Bedauerlicher Einzelfall oder strukturelles Problem

geschrieben von Henry Jobst 
kein_avatar Geschrieben am 16.07.2015 16:56:12
Betreff: Bedauerlicher Einzelfall oder strukturelles Problem
Wie vielleicht der eine oder andere mitbekommen hat, gab es bei der BBM Mittel einen "Verletzten", dem aus meiner Sicht sehr spät geholfen werden konnte. Ist dies ein bedauerlicher Einzelfall, der den besonderen Wetterbedingungen dieses Tages geschuldet war, oder haben wir beim OL damit noch ein grundsätzliches Problem, welches vielleicht durch ein paar zusätzliche Maßnahmen verringert werden könnte? Gab es bereits ähnliche Vorfälle und wie waren die Konsequenzen? Mich würden dazu andere Meinungen und Ideen interessieren.

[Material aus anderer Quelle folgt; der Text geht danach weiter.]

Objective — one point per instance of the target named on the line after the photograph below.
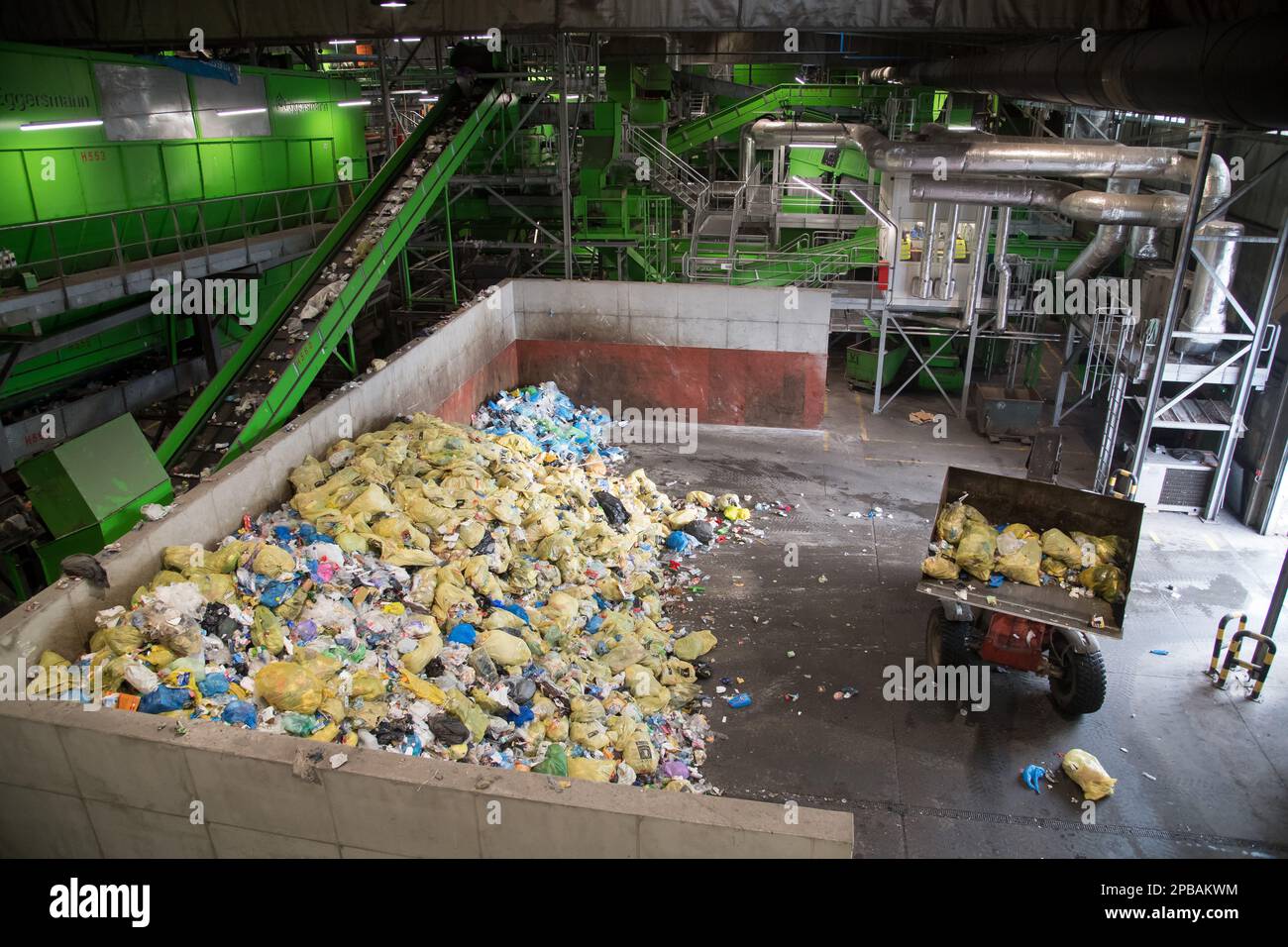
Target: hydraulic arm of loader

Die Möglichkeit einer Verletzung ist beim OL durchaus recht hoch, wie bei vielen anderen Sportarten auch. Das besondere bei OL ist aber, dass man meist allein unterwegs ist. Je nach Routenwahl kann es im ungünstigen Fall vorkommen, dass kein weiterer Läufer die Unfallstelle kreuzt und den Verunfallten bemerkt.
Könnte man eine Art Warnsystem etablieren, welches solche Fälle bemerkt? Ist das ein Risiko welches in Kauf genommen werden muss?

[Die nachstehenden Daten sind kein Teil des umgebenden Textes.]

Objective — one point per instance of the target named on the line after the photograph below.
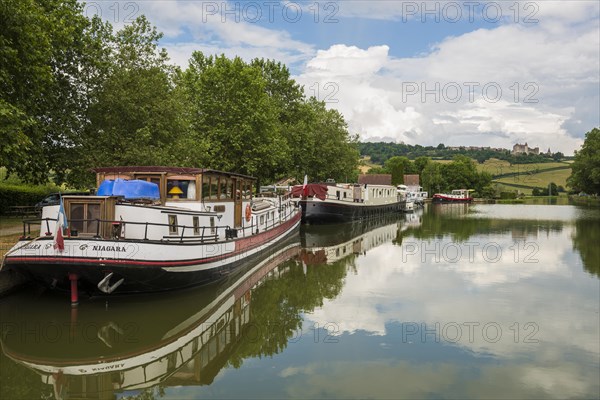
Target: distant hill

kein_avatar Geschrieben am 02.09.2015 22:28:23
Betreff: Re: Bedauerlicher Einzelfall oder strukturelles Problem
Meiner Einschätzung nach ist es ein Einzelfall der dem Wetter geschuldet war. Wobei Einzelfall sicherlich interpretierbar ist. Ich kann mich noch an die WM in Ungarn? erinnern, wo potentielle Weltmeister ihren Kollegen aus dem Wald getragen haben. Das war aber, wenn ich mich recht erinnere nicht lebensbedrohlich. Ich weiß noch von einem Fall wo mal jemand im Wald gefunden wurde. Die Umstände sind mir da aber nicht bekannt.
In den beschriebenen Fällen waren aber immer recht "schnell" Leute in der Umgebung. Es ist ja eher selten, dass jemand alleine im Wald ist.
In den USA scheint es vorzukommen, dass bei Wettkämpfen Pfeifen getragen werden müssen. Das wäre vielleicht was für Wettkämpfe unter besonders "riskanten" Bedingungen.

Zukünftig muss man wohl insbesondere über zu warmes Wetter nachdenken. Sollte vielleicht bei extremer Hitze so ein Lauf ohne Wertung durchgeführt werden um dadurch den Druck raus zu nehmen? Welche Termperatur sollte als Schwelle genutzt werden. Welche Streckenlänge?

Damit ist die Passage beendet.